RxJS provides perfect API for async operations with operators like: merge (to increase throughput) | concatMap (to freely iterate with order) | pairwise (to check if prev/next elements are similar) | etc.

example-migration.js
// ...
/**
 * Flattened tree - each represents way to leaf
 * @example
 *  space1 {tags: [...]}
 *    space2 leaf {tags: [...]}
 * 
 *  space3 {tags: [...]}
 *    space4 {tags: [...]}
 *      space5 leaf {tags: [...]}
*/
const spacesToMigrate = [
    ["space1", "space2"],
    ["space3", "space4", "space5"],
]
const fetchTagsObservables = spacesToMigrate.map(idsInOrder => Read(DB).fetchTags(idsInOrder)) // sub and get {"space1": [Tag1,],}
const spaceTreesWithTags$ = merge(...fetchTagsObservables)
const migration$ = spaceTreesWithTags$.pipe(
    map(res => Object.entries(res)),
    merge(entries => {
        const path = []
        return entries.map(([id, tags]) => {
            path.push(id)
            return Write(DB).insertTags(path, tags)
        })
    })
)
 
migration$.subscribe({
    next: () => {
      // fetch and insert - will go: bum, bum, bum, bum... ;)
    },
    error: e => console.error('Problem with: ' + e),
    complete: () => console.warn('Finished migration')
})

Migrate data to the new collection

It's my favorite part, you simply run your migration scripts to the new collection in Firestore (so any old data will stay untouched and fallback will be possible).

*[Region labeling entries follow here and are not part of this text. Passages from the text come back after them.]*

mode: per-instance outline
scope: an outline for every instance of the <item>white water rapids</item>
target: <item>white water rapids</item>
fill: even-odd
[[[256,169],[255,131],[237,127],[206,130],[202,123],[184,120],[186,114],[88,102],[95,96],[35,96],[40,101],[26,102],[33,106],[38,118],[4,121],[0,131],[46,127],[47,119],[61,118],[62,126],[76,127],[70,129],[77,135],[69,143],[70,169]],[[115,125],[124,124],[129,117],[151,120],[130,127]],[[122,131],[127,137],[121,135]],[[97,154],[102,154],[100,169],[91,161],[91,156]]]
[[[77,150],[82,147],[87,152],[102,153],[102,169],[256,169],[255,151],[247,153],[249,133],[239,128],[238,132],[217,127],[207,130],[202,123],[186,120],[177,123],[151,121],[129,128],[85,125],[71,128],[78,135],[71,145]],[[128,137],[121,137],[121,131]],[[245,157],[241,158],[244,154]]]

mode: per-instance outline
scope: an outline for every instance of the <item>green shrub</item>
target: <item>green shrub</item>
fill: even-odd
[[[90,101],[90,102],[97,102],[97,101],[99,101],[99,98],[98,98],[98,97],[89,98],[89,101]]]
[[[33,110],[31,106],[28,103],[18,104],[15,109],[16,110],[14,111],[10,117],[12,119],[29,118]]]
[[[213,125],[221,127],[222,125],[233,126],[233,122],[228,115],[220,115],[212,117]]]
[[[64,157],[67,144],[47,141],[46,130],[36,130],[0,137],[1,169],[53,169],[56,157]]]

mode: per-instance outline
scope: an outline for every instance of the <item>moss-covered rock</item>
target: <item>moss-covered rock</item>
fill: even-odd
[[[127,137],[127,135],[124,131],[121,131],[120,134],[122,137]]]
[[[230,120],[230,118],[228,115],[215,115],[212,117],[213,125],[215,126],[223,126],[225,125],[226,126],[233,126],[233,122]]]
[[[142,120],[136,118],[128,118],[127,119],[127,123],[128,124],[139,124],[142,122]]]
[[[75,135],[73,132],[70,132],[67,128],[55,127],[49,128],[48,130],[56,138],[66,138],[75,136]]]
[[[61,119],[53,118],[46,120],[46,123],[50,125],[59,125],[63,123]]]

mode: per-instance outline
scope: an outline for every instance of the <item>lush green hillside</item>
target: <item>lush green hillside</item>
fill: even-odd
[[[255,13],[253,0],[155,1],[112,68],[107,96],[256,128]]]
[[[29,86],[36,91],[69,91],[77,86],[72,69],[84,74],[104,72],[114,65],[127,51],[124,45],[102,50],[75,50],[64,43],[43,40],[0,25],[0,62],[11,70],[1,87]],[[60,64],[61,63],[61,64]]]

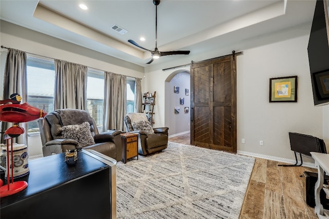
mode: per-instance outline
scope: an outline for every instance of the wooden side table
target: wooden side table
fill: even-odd
[[[137,157],[138,160],[138,134],[126,132],[120,134],[123,145],[122,161],[127,163],[127,159]]]

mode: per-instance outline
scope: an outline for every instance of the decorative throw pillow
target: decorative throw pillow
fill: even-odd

You should ask business if some specific time will be better to do it.

Not wait til done...

Deploy V2

Simply as title says, do the job on your current CI/CD pipelines or do it manually to initial tests, do it with some Terraform script and terraform apply [options] [plan file], etc.

It depends on how you used to deploy/host your microservices.

Switch Feature Flags

Now create script that will instantyly Switch FF's.

Move traffic to V2 service

This script should instantyly re-traffic to new version of the service.

Use your app with V2 service

Now your users are fully engaged with V2 version of your rewritten service.

Clean up Feature Flags

This is the last part, we always need to cleanup FF's, it is done mainly quite some time after the job is done (due to possible fallbacks, if you need data integrity you can simply in ACL write to V1 and V2, it will allow you to always have chance to go back to prev solution).

Next

In this article we have learned how to safely migrate your services to V2/V3/etc.